Paige (at right) is a Goldendoodle. She is tall, the height of a standard Poodle. She is wavy-coated, with dropped ears, a bearded face, and a wiggling body. She is cute, charming, and quite appealing. But what is she, really? It depends on who you talk to. To purebred dog fanciers, Paige is a mixed- breed dog, a cross between a Poodle and a Golden Retriever. To the breeders of these dogs and their owners, Paige is a designer dog: a whole new world in dogdom!

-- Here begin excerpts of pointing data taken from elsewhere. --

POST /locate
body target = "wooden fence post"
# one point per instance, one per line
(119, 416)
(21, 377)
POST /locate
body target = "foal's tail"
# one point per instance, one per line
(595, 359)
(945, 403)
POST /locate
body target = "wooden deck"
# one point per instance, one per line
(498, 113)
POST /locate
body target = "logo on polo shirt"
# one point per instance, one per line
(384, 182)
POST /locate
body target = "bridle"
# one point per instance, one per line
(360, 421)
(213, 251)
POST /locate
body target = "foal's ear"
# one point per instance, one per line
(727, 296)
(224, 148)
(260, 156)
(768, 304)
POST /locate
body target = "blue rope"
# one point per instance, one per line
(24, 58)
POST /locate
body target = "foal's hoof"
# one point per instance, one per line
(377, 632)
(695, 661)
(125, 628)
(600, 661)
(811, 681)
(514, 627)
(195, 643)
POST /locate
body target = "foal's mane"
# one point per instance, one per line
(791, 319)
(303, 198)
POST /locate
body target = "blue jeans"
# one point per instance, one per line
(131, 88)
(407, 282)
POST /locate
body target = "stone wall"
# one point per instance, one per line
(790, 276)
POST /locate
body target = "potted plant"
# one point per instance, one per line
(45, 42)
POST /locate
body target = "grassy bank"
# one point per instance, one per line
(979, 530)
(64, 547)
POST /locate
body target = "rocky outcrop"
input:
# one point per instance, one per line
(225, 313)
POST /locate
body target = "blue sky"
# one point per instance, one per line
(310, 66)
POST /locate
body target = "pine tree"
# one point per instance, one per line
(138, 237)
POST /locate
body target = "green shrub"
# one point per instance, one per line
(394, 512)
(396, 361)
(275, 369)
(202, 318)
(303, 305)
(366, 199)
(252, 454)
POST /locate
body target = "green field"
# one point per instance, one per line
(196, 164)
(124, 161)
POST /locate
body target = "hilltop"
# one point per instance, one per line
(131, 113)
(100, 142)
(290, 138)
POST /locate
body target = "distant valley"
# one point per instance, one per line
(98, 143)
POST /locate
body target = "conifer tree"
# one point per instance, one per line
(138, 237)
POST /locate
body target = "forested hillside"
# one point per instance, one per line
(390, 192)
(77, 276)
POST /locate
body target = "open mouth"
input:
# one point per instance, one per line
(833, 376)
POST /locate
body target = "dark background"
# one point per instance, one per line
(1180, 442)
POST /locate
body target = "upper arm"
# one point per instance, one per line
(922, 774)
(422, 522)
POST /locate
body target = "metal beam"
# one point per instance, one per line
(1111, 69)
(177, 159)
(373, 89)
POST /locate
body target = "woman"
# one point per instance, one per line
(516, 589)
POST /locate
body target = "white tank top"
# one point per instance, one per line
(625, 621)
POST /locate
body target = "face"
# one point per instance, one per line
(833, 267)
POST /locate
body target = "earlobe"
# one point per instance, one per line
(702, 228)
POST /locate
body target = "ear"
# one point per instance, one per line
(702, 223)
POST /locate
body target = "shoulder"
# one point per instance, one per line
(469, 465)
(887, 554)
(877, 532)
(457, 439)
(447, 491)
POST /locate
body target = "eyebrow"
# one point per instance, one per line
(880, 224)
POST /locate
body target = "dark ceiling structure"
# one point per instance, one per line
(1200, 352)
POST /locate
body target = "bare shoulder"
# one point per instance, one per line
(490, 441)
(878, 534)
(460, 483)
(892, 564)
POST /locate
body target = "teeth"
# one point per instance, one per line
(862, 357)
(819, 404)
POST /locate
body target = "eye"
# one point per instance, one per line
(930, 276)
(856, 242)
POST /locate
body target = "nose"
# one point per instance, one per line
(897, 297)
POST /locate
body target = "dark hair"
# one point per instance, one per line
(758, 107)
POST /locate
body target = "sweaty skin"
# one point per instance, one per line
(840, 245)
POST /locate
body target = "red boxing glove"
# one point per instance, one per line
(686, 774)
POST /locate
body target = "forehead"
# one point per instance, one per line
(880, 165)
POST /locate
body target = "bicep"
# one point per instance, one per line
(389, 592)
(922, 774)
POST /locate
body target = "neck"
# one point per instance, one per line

Designer dogs are produced by a purposeful crossing of two unrelated breeds. Although mixed- breed dogs have been around as long as there have been dog breeds, and Cockapoos (the first designer breed) have been around for more than thirty years, the designer dog era probably began with the Labradoodle in Australia. In 1989, John Grosling, manager for the GDAV Guide Dog Services, bred a litter in response to a request from a vision-impaired woman whose husband was allergic to dogs. A Poodle and a Labrador Retriever were bred and produced three puppies, one of which became her guide dog, and luckily her husband was able to tolerate him.
Other breedings between Labrador Retrievers and Poodles have occurred since then in both Australia and the U.S., and the results have varied tremendously. Some of the resulting dogs shed (like the Lab), and others are non-shedding like Poodles. Some are allergy friendly, while others are not. Sizes vary, too, as the Poodle is sometimes a standard and sometimes a miniature.
The success of the Cockapoo, Labradoodle, and the more recent Goldendoodle has led to a number of different designer dogs. There are Puggles, which are a cross between Pugs and Beagles. Roodles are Standard Poodles crossed with Rottweilers. Maltepoos are Maltese and Toy Poodles;
Schnoodles are Miniature Schnauzers and Miniature Poodles; and Pugapoos are, obviously, Pugs and Poodles. The prices asked (and paid) for some of these dogs have been higher than many people pay for purebred dogs with registration papers, pedigrees, and guarantees.
The temperaments, personalities, behavior, and trainability of designer dogs vary tremendously. The offspring will have a tendency to have some of the traits of each parent, but as with all mixed breeds, that can be unpredictable. Paige, for example, has many of the friendly, extroverted characteristics of a Golden Retriever but is sensitive and intelligent—traits common to Poodles.
Breeders of designer dogs have been promoting their benefits, one of which is their hybrid vigor. Breeders say that designer dogs do not have the health problems of purebreds, but that isn’t necessarily so. The offspring of any breeding will be genetically healthy or not depending upon their parents’ (and grandparents’) genetic health. Labradoodle owners have found many of the same health concerns as those found in both Labs and Poodles, including a tendency toward ear infections, allergies, and hip dysplasia. Designer dogs have their enthusiasts, and that’s wonderful as long as their owners know exactly what they are getting and are not expecting something entirely different.